New MERS-CoV isolates or variants detected by reverse transcription (RT)-PCR may be provided with an affix, analogous to convention in influenza virus nomenclature (the host/country of origin plus the strain identification number/year; e.g., MERS-CoV Hu/Jordan-N3/2012). As our knowledge of the epidemiology and host preference of this virus is still incomplete, it seems prudent to refrain from labeling MERS-CoV a human coronavirus, at least for the time being.
The new virus is a coronavirus (what is coronavirus). Until 23 May 2013, MERS-CoV had frequently been referred to as a SARS-like virus. SARS spread like wildfire in 2002 and 2003, infecting 8,100 people and killing nearly 800.
The new virus is most closely related to coronaviruses that bats carry, but it probably didn't jump directly from bats to people. None of the people who got the disease had direct contact with bats, and the virus is not exactly the same as any known to infect bats.
The Middle East respiratory syndrome coronavirus (MERS-CoV) may likely be spread from person to person through close contact. However, this virus does not appear to spread very easily. In the UK, one infected person appears to have spread the virus to two family members. However, this is still being investigated. As of 29 May 2013, the World Health Organization is now warning that the MERS-CoV virus is a "threat to entire world."

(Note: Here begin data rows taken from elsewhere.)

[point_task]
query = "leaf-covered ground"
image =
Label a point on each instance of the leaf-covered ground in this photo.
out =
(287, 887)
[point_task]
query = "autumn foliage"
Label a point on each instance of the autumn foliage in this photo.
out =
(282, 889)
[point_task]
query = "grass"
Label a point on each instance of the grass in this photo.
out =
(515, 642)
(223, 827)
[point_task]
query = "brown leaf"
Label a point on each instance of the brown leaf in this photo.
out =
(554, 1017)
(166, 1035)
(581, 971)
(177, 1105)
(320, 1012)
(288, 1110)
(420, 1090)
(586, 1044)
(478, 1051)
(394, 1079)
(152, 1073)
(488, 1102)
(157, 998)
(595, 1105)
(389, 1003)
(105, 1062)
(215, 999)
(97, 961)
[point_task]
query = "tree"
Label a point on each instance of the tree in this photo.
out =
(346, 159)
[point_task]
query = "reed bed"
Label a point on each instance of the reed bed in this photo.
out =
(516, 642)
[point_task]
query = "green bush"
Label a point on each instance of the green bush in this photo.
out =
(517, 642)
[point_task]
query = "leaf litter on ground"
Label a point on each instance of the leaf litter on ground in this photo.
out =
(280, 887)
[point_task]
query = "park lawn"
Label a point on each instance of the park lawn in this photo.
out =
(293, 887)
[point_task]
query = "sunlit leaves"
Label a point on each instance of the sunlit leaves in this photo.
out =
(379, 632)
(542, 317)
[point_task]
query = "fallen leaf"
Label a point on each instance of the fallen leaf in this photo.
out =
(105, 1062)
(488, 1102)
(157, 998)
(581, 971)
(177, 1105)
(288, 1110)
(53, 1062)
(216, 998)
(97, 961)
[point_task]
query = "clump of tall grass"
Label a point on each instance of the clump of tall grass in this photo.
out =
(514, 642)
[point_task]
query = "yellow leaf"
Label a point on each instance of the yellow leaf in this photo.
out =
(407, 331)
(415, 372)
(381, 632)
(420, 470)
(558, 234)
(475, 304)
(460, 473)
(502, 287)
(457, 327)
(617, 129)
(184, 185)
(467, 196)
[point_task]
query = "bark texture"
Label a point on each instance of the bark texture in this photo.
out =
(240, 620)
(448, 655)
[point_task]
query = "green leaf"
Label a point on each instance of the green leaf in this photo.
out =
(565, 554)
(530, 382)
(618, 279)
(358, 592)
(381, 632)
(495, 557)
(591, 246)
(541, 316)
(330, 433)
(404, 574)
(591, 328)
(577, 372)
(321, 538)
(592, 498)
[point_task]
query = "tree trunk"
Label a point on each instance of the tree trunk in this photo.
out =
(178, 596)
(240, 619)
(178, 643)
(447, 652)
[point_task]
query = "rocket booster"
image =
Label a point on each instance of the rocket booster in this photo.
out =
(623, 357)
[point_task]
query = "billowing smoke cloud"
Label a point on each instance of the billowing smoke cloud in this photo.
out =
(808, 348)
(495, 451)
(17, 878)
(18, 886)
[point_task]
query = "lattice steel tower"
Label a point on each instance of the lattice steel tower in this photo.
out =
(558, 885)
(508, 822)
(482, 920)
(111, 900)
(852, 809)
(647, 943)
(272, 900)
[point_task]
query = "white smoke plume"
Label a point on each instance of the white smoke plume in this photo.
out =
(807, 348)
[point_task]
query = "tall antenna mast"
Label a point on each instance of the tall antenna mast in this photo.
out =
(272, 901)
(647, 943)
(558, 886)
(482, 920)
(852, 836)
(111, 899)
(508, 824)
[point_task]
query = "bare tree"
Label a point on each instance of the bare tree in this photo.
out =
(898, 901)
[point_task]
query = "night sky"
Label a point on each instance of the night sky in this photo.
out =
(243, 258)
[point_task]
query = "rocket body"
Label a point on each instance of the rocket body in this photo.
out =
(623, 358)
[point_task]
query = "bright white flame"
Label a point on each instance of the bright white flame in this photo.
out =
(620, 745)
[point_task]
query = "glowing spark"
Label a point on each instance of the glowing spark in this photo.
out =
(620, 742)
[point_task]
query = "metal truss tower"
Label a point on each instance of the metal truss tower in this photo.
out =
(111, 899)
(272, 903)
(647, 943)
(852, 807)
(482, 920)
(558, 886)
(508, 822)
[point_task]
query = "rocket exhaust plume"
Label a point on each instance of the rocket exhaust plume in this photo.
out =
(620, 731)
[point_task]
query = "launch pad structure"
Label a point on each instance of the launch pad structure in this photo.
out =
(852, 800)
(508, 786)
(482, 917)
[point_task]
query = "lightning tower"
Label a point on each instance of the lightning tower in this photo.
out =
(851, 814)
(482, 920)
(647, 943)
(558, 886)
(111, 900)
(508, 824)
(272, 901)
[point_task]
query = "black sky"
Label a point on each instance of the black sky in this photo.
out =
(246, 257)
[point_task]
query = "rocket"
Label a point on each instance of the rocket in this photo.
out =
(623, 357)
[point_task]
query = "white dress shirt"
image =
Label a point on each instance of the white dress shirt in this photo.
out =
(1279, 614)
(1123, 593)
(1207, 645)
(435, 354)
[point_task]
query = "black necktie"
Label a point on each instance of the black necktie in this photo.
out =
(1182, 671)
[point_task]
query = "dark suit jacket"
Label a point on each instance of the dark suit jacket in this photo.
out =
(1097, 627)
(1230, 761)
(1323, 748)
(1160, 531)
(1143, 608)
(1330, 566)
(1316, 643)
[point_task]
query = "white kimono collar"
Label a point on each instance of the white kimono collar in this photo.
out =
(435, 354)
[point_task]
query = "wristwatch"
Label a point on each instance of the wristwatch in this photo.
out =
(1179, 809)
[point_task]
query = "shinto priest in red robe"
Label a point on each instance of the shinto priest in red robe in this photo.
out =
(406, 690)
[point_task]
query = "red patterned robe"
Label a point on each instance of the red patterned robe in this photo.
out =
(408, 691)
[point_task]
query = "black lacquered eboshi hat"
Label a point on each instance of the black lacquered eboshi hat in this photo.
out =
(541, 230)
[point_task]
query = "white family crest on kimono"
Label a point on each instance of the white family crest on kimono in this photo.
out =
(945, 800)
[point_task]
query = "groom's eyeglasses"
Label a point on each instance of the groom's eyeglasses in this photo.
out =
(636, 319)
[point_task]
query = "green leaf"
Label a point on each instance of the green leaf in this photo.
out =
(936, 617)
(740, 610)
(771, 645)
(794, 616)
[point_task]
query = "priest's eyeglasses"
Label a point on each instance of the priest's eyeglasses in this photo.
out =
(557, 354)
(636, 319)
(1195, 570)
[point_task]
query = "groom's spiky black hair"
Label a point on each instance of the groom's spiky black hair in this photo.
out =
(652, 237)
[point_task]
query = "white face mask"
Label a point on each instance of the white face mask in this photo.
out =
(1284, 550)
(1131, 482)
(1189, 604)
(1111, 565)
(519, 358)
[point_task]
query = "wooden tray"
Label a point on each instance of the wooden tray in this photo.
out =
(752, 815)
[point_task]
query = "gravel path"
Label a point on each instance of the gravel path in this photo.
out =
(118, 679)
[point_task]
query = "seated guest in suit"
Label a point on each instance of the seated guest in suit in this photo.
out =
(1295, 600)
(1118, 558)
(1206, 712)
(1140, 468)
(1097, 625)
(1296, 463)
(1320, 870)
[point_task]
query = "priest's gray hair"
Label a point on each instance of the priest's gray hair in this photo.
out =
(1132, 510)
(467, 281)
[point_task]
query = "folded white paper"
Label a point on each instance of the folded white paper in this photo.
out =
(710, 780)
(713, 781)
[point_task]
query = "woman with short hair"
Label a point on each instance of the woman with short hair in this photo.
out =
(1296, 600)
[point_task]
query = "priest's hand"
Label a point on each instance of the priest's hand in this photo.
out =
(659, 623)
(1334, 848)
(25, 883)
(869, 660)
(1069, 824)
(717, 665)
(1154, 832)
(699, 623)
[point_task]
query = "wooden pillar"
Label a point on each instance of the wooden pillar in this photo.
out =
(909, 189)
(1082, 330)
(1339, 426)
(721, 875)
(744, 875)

The WHO said although this latest case shows evidence of person-to-person transmission, it still believes "the risk of sustained person-to-person transmission appears to be very low".
RISK VERY LOW, BUT VIRUSES CAN MUTATE
From September 2012 to 26 June 2013, WHO has been informed of a total of 77 laboratory-confirmed cases of infection with Middle East respiratory syndrome coronavirus (MERS-CoV) , including 40 deaths.
People who got infected with the novel coronavirus developed acute respiratory illness with symptoms of shortness of breath, fever, cough, difficulty breathing, and pneumonia. (More Coronavirus Symptoms)
There are no specific treatments for illnesses caused by the Middle East respiratory syndrome coronavirus (MERS-CoV) . Medical care is supportive and to help relieve symptoms.